Capacity

 

Health professionals must have consent from a person (or someone authorised to give consent on their behalf) prior to undertaking invasive medical procedures, except in an emergency situation if treatment is necessary to prevent a serious and imminent threat to the patient’s life or health.

A person who has capacity is able to consent to, or refuse, treatment or other medical procedures.

Capacity is defined as the ability to understand the nature and effect of a proposed decision and communicate consent or refusal with respect to that decision.

A person may lose or have reduced capacity either temporarily or permanently due to a number of reasons, such as a disability, mental illness, disease or trauma from an accident.

 

Definition

A person is presumed to have capacity until proven otherwise. Capacity is a legal construct.

Legally, a person with capacity must:

  • understand information material to the decision, including the nature and the effect of the decision;
  • be able to evaluate and weigh-up the consequences of the different decisions; and
  • be able to communicate the decision in some way (by speaking, writing or some other means, such as sign or body language).

Some people may make decisions that a health professional may disagree with or that they think is irrational. However, this does not necessarily mean that that person lacks capacity.

Incapacity is not:

  • Ignorance.
  • Eccentricity, cultural diversity or having different religious or ethical views.
  • ‘Bad’ or seemingly irrational decisions.
  • Disagreeing with a doctor or other health staff.

 

Specific Capacity

Previously capacity was considered to be ‘black or white’ — a person either had capacity or they didn’t. However, now capacity is not considered to be absolute, and there is recognition of the concept of ‘specific capacity’. Capacity can fluctuate, and a person who was deemed to not have capacity can regain capacity at a later date. A person may also have capacity to make some decisions at certain instances, but not at others. For example, a person may have capacity to make financial decisions but not medical decisions at a particular time.
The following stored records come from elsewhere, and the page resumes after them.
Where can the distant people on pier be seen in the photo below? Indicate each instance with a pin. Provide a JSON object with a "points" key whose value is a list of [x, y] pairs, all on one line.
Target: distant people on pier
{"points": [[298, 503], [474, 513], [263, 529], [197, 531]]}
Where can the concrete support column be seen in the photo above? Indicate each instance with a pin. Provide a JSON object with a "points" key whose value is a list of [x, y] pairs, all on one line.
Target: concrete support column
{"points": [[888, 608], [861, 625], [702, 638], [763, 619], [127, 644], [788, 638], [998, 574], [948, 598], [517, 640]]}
Capacity can therefore be domain specific, decision specific and time specific. Different degrees of capacity can be required for different decisions. The important question to ask is: ‘Does this person have capacity to make this type of decision at this particular time?’

 

Substitute Decision-Making

If a person is deemed to not have capacity, there may be a substitute decision-maker who is authorised to make the medical or dental treatment decision on their behalf.